This excerpt is from Alice Hatcher’s novel, The Wonder That Was Ours, forthcoming September 2018 from Dzanc Books.
The day of Professor Cleave’s arrest began like any other. He awoke before his wife and daughter, and after a quick breakfast of tea and bread, he sprayed his cab with Roach Out! and turned on its radio to drown out the sounds we made crawling for cover.
“Someday, the meek shall inherit the Earth,” he said, snapping a plastic cap onto an aerosol can. “But today is not that day.”
That day was the last he’d later count among the happiest days of his life. On the night that ended these, his most hopeful days, he was driving along the harbor, where Portsmouth’s shops gave way to the collapsing houses of Tindertown.
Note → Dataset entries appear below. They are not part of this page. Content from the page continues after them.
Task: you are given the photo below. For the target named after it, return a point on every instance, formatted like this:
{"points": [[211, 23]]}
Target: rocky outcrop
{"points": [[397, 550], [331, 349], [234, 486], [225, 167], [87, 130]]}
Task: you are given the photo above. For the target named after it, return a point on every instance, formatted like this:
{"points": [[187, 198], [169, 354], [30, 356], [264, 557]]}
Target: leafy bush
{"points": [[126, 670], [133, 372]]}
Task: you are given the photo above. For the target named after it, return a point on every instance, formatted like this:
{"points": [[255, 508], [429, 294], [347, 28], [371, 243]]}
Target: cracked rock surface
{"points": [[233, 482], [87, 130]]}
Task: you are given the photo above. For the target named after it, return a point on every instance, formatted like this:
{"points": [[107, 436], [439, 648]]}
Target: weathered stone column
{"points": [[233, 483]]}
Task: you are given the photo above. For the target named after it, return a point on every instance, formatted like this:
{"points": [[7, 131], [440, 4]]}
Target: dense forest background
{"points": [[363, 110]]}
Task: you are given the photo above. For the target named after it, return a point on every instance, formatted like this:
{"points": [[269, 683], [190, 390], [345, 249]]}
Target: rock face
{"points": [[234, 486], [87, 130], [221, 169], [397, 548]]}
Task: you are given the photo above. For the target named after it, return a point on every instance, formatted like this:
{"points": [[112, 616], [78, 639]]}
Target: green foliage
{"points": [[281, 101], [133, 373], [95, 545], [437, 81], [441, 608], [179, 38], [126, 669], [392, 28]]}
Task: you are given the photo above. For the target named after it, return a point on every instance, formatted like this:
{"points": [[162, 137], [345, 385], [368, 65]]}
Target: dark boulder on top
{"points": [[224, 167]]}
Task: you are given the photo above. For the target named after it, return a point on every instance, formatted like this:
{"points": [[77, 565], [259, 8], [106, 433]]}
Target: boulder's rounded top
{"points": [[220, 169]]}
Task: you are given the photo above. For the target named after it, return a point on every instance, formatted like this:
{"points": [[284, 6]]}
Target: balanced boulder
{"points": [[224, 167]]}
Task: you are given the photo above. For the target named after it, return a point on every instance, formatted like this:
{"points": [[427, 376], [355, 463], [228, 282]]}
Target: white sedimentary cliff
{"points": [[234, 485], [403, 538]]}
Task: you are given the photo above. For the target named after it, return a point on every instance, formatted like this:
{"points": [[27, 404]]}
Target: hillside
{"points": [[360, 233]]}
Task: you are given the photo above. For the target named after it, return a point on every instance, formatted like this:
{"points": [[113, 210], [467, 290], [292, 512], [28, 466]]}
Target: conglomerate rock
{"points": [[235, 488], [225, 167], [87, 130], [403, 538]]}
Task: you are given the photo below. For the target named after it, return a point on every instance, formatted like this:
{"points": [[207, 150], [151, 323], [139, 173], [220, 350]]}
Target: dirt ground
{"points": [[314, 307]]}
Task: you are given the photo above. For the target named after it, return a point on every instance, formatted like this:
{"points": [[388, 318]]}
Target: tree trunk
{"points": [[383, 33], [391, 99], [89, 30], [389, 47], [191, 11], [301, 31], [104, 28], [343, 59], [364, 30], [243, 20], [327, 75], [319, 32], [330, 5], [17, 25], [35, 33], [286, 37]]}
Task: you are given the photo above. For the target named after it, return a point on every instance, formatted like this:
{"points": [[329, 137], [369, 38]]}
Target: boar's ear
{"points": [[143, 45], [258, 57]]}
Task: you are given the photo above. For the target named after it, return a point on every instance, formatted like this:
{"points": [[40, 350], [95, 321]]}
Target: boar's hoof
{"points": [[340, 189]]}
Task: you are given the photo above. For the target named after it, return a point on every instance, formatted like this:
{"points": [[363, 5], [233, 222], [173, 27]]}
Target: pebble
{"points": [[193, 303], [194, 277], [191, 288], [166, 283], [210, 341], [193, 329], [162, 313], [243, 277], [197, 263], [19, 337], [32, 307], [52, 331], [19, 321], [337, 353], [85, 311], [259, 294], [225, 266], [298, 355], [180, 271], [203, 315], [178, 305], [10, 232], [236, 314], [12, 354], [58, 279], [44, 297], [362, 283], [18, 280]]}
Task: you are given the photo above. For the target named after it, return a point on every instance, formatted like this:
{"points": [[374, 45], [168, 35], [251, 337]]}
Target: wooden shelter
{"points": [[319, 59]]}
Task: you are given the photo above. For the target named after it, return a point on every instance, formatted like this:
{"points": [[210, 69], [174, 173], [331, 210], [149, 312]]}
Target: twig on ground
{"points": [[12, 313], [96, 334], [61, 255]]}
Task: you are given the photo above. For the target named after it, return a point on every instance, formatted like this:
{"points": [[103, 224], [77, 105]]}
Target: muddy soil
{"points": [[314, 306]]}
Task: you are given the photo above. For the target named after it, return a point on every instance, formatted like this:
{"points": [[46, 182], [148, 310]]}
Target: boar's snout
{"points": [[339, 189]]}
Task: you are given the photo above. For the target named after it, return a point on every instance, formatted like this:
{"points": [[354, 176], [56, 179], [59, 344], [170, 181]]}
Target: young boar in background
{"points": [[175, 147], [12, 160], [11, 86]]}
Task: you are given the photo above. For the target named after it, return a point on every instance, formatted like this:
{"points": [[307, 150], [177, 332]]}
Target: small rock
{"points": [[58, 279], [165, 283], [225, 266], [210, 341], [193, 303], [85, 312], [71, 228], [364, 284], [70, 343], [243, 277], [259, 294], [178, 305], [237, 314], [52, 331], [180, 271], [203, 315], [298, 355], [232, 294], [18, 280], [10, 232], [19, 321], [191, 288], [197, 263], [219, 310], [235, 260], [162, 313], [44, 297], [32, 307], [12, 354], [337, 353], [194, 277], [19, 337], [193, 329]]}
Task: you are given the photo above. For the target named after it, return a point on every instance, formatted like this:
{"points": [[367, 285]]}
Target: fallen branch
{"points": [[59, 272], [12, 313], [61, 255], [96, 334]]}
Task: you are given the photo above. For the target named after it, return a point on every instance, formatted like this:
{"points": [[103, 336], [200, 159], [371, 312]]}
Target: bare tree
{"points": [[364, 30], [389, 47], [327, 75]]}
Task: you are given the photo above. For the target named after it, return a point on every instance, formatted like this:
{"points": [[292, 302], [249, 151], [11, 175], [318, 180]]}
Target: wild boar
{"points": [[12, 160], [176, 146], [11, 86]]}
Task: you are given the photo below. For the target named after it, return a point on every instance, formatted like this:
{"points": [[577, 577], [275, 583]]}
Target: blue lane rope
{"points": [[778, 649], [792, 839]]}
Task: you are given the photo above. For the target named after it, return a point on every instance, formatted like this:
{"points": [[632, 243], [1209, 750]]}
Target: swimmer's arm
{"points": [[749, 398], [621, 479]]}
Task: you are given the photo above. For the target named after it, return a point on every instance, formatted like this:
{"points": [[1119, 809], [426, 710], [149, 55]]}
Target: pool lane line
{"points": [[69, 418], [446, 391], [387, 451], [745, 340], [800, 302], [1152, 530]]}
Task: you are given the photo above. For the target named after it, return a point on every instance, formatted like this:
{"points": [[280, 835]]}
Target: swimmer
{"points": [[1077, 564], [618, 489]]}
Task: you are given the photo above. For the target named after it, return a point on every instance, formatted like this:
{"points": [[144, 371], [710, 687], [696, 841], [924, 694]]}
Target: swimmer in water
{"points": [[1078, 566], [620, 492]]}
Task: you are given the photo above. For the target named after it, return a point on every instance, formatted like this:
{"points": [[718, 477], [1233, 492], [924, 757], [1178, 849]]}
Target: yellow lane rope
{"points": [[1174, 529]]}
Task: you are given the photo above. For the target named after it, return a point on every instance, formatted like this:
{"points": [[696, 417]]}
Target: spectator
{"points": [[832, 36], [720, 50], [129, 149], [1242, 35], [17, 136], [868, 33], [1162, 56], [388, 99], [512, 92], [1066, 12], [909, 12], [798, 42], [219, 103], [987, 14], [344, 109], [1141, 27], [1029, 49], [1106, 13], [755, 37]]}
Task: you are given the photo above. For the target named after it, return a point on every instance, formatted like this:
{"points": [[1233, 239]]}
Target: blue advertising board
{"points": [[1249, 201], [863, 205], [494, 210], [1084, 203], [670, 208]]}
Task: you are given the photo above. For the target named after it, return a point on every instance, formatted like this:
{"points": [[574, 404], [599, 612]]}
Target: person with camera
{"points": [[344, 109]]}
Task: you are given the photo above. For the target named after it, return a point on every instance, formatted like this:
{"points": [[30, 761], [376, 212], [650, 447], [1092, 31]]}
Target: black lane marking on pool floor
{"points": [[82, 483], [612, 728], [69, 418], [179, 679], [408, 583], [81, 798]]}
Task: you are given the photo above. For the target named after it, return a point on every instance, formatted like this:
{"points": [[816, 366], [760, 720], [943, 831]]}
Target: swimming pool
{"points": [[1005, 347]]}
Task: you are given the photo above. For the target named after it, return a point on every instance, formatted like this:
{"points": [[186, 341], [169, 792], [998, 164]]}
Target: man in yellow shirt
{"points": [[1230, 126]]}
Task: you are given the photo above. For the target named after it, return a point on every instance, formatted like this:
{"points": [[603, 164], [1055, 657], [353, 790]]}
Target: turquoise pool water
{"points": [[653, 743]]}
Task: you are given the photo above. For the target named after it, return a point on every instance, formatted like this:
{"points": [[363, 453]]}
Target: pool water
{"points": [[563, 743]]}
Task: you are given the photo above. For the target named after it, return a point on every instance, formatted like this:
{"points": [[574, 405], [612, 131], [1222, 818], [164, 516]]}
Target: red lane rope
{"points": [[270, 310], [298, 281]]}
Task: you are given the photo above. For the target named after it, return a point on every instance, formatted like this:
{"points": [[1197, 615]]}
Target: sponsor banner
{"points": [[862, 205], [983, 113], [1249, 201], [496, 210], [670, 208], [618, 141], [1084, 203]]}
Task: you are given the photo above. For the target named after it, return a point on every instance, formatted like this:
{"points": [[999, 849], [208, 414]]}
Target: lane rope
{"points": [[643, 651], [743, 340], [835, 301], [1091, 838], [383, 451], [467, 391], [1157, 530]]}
The woman stumbled into the street, and he might have hit her, if not for her arresting pallor. As he later recounted to a jury, she slurred no more than most late-night passengers when she gave him an address. In the back of his cab, she rested her head against the window. He spoke once or twice to stir her, drawing from a worn repertoire designed to hold the waning attentions of nodding drunks. When the odor of urine filled his cab, he pulled onto the shoulder, turned on his dome light, and took in the bluish cast of her skin. All he remembered of the drive to the hospital were the streaking headlights of passing cars. In the lobby, he screamed for help, knowing she was already dead.
The police came to his house at dawn. The woman had been an American heiress enamored with cocaine, and amicable international relations demanded the appearance of justice. Professor Cleave was the perfect patsy. He was sitting at the table, drinking rum straight from a bottle when the police arrived. While Cora and Irma cowered in their nightclothes, the police overturned every piece of furniture in the house, rifled drawers, and produced tiny bags of white powder.
At a farcical trial held after the bruises on Professor Cleave’s face faded, a prosecutor depicted him as a sociopath. Through tracts such as Kapital, Cabs and the Coming Crisis, he asserted, the defendant had promoted extremist ideologies of the most corrosive nature. Reading from a notecard, he provided the jury with an abbreviated catalogue of titles in Professor Cleave’s collection of books. Lamentable works such as Crime and Punishment, As I Lay Dying, Slaughterhouse Five, and The Naked and the Dead, he argued, provided clear evidence of a criminal mind and morbid predisposition, while Civilization and its Discontents disparaged the foundations of society.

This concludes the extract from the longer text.